Лаен быстро высмотрел неподалёку от края леса выворотень и вполне приличную (по медвежьим, наверное, меркам) берлогу. Всё выглядывал — не мелькнёт ли в толпе испуганных лиц белая, словно седая шевелюра Вьюжинки, не придёт ли она. Но молодая вдова в праздник Урожая с крепко поджатыми губами обошла парня, нарочито опустив глаза долу, когда Лаен в хороводе холодеющими от волнения руками именно ей отдал свой собственноручно сплетённый венок… а, что теперь!
Заворочавшись, парень кое-как принялся отгребать снег. Надо же — ещё чуть продлись эта внезапно налетевшая ночная вьюга, и могло бы засыпать совсем. Лаен закусил губу, стараясь отогнать от себя мысль, скольких же нынче унесла белая хозяйка.
С вечера прискакавшие под его защиту близняшки Славка и Реченка, одинаково до полупрозрачности худые и тонкие, тоже завозились под тёплым боком. Старшая всхлипнула спросонья, поморщилась грязной мордашкой, и засовалась в поисках ускользнувшего куда-то тепла. А там и старая ведьма Вольча встрепенулась, словно и не спала, заохала.
Белые одежды идут только мертвецам, — некстати вспомнил он, всё же признавая новую красоту ещё вчера серой и грязной земли. Изменилось всё вокруг просто до неузнаваемости. Даже разлапистая ель по соседству, под широким укрытием которой с вечера ухоронились несколько семей, нынче выглядела кряжистым богатырём с литыми снегом плечами.
– Ага, где-то тутась, — Славка шумно засопела под рукой, выдохнула в стылый воздух струйку пара.
– Не тутась, а туточки — сколько раз тебе повторять? — Лаен беззлобно, больше для порядку, врезал по спутанной зелёной шевелюре девчонки. Вот же, ещё одна зима, и войдёт девка в хоровод. Глядишь, и парень какой обязательно подарит ей свой венок — Славка даром что худая, не хуже как твоя кошка по весне, но справная, ловкая — а там всё у них пойдёт своим, освящённым веками и бессмертными чередом. Но до сих пор у её, что на уме, то и на языке…
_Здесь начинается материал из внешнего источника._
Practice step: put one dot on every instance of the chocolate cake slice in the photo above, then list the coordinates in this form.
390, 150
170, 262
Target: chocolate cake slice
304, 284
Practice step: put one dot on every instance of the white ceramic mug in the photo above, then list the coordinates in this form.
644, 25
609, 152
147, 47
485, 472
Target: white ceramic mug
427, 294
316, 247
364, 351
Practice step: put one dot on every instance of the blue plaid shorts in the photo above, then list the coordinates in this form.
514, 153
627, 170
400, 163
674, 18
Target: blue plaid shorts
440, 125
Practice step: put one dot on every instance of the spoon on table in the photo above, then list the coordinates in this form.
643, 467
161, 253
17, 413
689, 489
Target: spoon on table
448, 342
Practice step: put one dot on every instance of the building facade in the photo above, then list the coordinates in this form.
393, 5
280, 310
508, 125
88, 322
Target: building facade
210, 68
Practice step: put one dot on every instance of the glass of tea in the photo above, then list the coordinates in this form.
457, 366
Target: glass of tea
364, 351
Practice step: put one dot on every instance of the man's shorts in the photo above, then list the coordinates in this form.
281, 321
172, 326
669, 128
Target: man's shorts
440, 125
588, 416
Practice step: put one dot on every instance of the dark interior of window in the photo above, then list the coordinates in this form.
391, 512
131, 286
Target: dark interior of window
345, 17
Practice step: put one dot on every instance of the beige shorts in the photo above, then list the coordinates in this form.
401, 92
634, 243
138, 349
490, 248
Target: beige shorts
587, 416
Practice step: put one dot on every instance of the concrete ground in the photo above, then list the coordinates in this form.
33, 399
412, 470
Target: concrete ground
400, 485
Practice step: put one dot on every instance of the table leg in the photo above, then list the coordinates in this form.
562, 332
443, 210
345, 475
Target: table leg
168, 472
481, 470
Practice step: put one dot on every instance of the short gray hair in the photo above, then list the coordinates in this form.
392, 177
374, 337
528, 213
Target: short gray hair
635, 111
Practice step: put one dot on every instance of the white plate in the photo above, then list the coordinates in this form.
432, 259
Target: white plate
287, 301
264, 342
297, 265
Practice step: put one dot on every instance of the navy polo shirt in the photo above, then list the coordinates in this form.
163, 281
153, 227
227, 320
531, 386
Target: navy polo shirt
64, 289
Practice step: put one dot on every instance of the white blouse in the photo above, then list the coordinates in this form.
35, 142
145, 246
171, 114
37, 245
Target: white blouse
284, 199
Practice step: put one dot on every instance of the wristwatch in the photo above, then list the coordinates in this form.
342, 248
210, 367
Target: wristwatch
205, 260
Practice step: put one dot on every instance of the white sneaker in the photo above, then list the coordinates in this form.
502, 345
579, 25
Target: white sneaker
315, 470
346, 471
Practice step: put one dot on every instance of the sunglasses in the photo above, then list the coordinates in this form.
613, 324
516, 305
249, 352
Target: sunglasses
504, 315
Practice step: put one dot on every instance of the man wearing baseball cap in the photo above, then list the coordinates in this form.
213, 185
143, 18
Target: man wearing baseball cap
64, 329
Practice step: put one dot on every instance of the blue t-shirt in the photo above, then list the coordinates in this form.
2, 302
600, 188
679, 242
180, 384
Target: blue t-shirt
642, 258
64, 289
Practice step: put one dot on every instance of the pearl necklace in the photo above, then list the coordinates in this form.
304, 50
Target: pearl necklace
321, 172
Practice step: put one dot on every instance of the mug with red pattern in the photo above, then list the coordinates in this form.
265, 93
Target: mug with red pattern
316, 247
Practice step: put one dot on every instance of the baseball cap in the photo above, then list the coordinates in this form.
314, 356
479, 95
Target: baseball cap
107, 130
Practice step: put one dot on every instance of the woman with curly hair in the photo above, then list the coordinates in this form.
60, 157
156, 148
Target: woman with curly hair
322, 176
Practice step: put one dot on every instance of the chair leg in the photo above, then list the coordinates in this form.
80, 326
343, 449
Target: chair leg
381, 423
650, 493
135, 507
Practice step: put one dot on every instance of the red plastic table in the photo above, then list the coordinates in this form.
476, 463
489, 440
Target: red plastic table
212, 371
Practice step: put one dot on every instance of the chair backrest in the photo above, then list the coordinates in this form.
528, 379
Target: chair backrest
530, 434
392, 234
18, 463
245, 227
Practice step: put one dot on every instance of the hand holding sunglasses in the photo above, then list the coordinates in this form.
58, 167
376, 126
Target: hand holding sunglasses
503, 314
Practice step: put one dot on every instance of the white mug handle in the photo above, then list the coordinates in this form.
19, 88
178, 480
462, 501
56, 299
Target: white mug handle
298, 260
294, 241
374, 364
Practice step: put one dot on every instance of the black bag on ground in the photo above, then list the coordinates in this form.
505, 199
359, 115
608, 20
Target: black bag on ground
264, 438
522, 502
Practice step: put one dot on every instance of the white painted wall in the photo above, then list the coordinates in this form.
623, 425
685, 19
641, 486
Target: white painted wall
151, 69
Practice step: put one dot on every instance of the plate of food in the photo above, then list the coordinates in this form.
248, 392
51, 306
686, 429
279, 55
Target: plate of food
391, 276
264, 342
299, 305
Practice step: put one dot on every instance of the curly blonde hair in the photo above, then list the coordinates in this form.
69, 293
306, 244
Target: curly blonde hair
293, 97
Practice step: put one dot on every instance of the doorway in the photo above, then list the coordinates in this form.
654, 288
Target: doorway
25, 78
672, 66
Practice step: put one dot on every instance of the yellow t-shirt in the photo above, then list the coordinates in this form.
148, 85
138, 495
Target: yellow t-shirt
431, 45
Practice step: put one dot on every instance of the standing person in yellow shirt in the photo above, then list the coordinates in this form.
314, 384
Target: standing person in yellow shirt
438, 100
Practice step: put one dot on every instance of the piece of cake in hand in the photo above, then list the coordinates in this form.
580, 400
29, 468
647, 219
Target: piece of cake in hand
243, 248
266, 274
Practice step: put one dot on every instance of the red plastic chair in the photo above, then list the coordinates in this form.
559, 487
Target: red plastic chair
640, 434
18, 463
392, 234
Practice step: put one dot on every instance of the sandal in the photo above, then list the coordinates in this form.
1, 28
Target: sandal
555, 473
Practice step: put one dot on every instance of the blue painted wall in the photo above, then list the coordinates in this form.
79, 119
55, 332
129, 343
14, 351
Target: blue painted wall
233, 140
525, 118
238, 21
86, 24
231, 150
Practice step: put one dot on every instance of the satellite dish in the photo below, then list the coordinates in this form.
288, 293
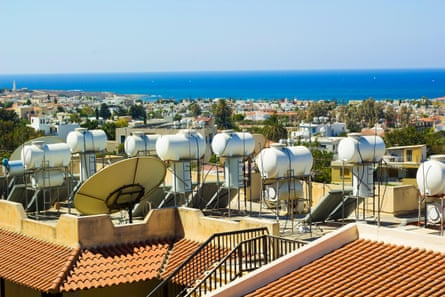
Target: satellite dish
120, 186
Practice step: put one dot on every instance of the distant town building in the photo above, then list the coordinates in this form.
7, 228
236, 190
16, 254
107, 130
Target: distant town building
51, 128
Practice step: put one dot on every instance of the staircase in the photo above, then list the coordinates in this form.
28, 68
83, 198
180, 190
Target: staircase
223, 258
249, 255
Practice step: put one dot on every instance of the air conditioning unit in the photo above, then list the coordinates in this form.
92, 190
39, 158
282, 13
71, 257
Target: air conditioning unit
434, 213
Под другую руку проворной лаской вплелась старшая, Реченка — и её вспыхнувшие на солнце огнисто-рыжие лохмы соперничали яркостью со светилом. Впрочем, какая там старшая, всего-то на пяток минут… но даже такая маленькая фора давала девчонке право иногда задирать носопырку и командовать младшей.
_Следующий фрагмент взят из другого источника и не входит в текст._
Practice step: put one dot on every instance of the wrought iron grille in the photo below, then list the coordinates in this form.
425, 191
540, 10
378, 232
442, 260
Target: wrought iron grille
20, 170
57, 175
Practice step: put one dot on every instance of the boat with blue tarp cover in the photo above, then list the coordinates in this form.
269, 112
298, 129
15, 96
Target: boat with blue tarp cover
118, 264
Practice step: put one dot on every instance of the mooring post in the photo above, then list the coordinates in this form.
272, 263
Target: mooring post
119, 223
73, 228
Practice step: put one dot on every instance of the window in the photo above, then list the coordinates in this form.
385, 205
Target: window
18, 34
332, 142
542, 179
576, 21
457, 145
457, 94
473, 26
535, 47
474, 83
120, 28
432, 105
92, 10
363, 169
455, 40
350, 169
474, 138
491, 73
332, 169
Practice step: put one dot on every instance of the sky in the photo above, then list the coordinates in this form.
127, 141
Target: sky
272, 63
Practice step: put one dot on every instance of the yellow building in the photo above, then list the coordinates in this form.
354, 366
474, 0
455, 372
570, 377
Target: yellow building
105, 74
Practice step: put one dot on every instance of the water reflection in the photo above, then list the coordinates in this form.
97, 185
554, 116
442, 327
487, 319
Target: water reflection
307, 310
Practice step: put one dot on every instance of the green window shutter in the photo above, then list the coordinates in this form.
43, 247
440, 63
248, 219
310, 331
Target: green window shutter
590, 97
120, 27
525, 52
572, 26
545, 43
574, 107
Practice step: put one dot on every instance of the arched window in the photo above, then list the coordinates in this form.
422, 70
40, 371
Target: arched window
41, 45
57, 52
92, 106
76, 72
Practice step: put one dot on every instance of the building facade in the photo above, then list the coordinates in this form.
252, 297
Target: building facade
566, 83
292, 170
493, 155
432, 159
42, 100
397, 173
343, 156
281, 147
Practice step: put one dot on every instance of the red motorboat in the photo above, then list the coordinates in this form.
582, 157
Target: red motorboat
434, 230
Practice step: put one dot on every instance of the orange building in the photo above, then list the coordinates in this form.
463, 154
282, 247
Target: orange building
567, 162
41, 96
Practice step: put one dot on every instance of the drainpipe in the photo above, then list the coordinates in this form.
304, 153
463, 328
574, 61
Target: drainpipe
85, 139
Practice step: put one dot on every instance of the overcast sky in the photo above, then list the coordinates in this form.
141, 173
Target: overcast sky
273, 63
– Ну-ка, подсобили, свиристёлки, — Лаен как мог стряхнул с самой большой еловой лапы снег. И как только она чуть покачнулась вверх, освободившись от тяжести, он поднатужился и подставил плечо.
Рядом запыхтели близняшки, усердно толкая туда же, вверх. И постепенно, медленно, тяжёлая как людские грехи еловая лапа поднялась.
Из узкой норы в сугробе пахнуло теплом, людским духом и вонью давно не мытых тел. Подоспевшая Вольча сунулась туда, проворно отгребая снег сухими старушечьими руками.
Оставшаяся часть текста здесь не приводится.